Anthropocene: The Era of Humankind
Edited by | Hagai Boas, Ofri Ilany |
Publisher | Van Leer Institute Press & Hakibbutz Hameuchad |
Language | Hebrew |
Year of Publication | 2023 |
The literal meaning of “Anthropocene” is “the epoch of humankind.” The term refers to the human impact on nature, which creates a distinction between the epoch of humankind and previous geological periods. The Anthropocene represents a profound crisis. Humankind has never before experienced such a broad and deep change in the living environment. In that sense, life on Earth today is an experiment being performed on the planet and all its inhabitants. Will the planet’s inhabitants, including humans, manage to survive in the hostile living environment of the Anthropocene?

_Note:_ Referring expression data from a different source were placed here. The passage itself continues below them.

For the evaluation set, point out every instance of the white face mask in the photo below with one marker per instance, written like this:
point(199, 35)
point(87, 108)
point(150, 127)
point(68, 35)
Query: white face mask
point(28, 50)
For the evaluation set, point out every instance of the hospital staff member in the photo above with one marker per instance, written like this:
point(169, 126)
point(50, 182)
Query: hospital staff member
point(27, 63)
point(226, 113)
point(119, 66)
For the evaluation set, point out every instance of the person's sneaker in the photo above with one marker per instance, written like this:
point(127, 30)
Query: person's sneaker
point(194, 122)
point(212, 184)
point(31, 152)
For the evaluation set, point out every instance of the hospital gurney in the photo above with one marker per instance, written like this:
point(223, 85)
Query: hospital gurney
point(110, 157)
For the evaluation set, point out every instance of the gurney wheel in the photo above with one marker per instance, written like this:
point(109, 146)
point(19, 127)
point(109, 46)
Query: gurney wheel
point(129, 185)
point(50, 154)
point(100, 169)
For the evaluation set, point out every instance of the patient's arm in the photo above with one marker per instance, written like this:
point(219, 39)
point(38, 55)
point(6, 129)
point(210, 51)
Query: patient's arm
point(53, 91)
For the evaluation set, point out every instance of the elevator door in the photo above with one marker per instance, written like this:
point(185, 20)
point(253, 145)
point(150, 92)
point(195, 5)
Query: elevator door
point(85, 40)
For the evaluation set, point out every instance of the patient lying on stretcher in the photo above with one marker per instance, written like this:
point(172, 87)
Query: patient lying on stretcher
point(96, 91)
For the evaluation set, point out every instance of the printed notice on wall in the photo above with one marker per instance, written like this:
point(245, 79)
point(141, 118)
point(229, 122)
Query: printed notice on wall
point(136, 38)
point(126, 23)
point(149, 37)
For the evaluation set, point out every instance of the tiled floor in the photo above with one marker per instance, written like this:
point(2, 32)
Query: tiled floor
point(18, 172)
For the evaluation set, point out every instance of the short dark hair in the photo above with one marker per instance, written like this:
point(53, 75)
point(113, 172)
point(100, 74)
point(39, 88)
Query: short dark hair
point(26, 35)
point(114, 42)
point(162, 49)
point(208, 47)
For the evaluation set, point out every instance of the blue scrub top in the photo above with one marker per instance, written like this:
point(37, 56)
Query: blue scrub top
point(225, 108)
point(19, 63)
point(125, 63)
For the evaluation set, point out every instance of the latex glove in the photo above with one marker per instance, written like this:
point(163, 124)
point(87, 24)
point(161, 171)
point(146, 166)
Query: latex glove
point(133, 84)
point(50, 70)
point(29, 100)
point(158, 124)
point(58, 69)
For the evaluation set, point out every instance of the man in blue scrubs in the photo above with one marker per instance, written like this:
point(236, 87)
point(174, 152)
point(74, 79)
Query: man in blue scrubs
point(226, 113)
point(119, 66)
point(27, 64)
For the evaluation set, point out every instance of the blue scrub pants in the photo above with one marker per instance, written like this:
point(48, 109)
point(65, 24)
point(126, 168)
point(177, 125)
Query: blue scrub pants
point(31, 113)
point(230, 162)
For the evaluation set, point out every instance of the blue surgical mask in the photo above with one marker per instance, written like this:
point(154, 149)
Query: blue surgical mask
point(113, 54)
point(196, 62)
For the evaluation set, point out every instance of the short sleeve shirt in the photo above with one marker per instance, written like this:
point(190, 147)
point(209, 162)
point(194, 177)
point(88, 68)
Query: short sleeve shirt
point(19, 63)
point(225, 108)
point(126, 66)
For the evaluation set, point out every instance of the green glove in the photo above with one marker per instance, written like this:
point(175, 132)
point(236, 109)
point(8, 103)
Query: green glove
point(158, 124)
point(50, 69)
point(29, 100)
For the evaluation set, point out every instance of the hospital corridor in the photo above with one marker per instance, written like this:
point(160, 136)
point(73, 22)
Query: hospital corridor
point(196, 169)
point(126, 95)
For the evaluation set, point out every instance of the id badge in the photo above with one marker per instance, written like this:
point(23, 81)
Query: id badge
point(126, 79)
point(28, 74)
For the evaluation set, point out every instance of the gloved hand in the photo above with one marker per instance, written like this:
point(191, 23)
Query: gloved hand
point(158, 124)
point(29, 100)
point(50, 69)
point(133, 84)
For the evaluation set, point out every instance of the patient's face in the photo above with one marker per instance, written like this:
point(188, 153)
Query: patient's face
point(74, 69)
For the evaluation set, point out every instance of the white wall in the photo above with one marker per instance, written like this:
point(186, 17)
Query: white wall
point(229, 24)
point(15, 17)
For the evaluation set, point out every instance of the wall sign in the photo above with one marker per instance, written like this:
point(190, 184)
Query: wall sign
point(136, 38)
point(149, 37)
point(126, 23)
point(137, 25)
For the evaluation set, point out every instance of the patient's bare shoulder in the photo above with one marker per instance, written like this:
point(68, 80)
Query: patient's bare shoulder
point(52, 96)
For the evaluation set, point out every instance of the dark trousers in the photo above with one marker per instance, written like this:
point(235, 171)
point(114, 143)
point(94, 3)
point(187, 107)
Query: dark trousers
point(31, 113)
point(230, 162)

In response to the sense of shock over the ongoing destruction of the planet, Anthropocenic thought in the social sciences and the humanities seeks to highlight a fundamental change in many of the familiar assumptions regarding the relationship between the human and the natural. These assumptions arose in the previous geological age, the Holocene, in which all of known human history took place. In contrast to Holocenic thought, in which air, land, and water were given factors in the background of human activity, Anthropocenic thought arises from the bursting of these factors into the heart of history. It is no longer possible to describe history merely as a struggle between ideologies or social forms; Earth is becoming a factor playing a key, even crucial, role, and humankind itself is becoming a force of nature.
The reader, titled Anthropocene: The Era of Humankind, offers fundamental texts by philosophers—leading scholars of the Anthropocene throughout the world—including Bruno Latour, Elizabeth Kolbert, Timothy Morton, and Elizabeth Povinelli. The articles address key themes in Anthropocenic thought, including “The Sixth Extinction,” “The Great Acceleration,” concepts of time and nature, hyperobjects, and apocalyptic views of the climate crisis.